Now, I read Paul as engendering relations of his historical-cultural-social context/s in how he explains such relations playing out following this mutual submission call. In his context, there are culturally delineated roles of husband-wife, parent-child, master-slave that simply are not our own context/s (we not only do not believe the relation of master/slave ought to still be maintained even if “good”, but we actually believe children have rights as humans…and for the Church we contend they are in Christ Jesus by faith and in this manner we relate to them). Even as he calls for relationships to be specifically faithful in the given context they are found in, there is a sense in which through the movement of his letter to the Ephesians that all relationships are upended, transformed, and made new in Christ in whom all things are being brought to submission and brought into for the redemption that is ours in him. This is the end of all things breaking into the present age in the crucified and risen One.
As to the question of both being “equal”, that is a problem that requires further explanation. Our own western contemporary ideals of what it might mean to be “equal” convolutes the discussion. We really may be far better served not speaking of each other as “equals”, but as those who are “in Christ”. This means we all have differing contexts, histories, cultures, responsibilities, gifts, etc., that are honored and remade in our obedience to the Word. This should not be confused with being “equal”. Equality can suggest all things equal, which seems to ignore our specificity as humans that are different from one another and that somehow in this differentiation we bring glory by the Spirit to the Father. It is not in overcoming our different-ness, but in living by the Spirit in that different-ness that we are conformed (and being conformed) to the Son. It is not the removal of difference, but the sharing of difference as a sort of mosaic of new creation in Christ. This actually honors our different-ness and appreciates each social-historical-cultural context.

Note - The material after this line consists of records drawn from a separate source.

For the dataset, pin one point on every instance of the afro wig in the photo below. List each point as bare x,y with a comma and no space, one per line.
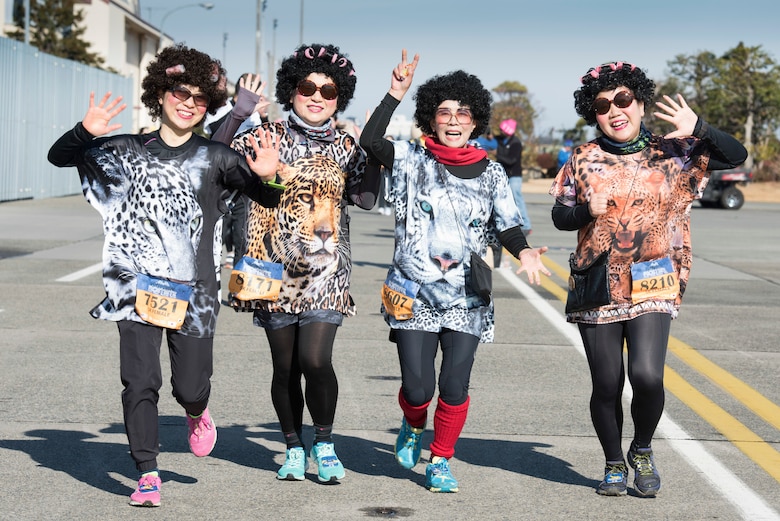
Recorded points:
458,86
179,65
610,76
324,59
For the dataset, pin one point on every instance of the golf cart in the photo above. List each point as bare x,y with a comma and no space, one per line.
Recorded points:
722,191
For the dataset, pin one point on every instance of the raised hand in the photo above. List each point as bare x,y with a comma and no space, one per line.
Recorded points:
97,121
678,114
266,153
256,85
403,73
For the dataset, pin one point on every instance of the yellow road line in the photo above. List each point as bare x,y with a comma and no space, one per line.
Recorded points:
752,399
763,454
732,429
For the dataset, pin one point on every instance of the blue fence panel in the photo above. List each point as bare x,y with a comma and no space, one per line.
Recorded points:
42,97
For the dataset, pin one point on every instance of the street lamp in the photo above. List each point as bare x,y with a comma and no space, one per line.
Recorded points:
204,5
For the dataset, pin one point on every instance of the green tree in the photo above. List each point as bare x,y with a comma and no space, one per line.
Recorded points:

As to the question of one individual getting “the final say in everything”, I would say there is only one who does this: God, the Father, Son, and Holy Spirit. The only person who does this is the God of Israel, given to and for us, the man from Nazareth, Jesus, and poured out and enjoined in his Spirit. To imagine that one spouse has any “final say in everything” would be for that spouse to take the place of the Lord in the relationship. Neither spouse is the Father, nor the Son, nor the Spirit. Nor should either take the place of such. To do so would be as if the Father simply dictated to Son and Spirit and they obeyed. But this misses that our God, in the bonds of love, mutually submits for the sake and glory of Father, Son, and Spirit. The “final say” in this way is the mutually shared agreement of Father, Son, and Spirit in making all things new. But the model you are speaking of is widely held and believed in the Church even as it is precisely the model Jesus condemned as the world’s way where one lords it over another. This is not who we are, because this is not the God we worship and are being sanctified into the image of.
Does this make sense? What are your thoughts in response? Sorry for the long explanation that is perhaps difficult reading. I’m thinking I will go ahead and post my reply as a blog post (so thank you for being my muse 😉 ).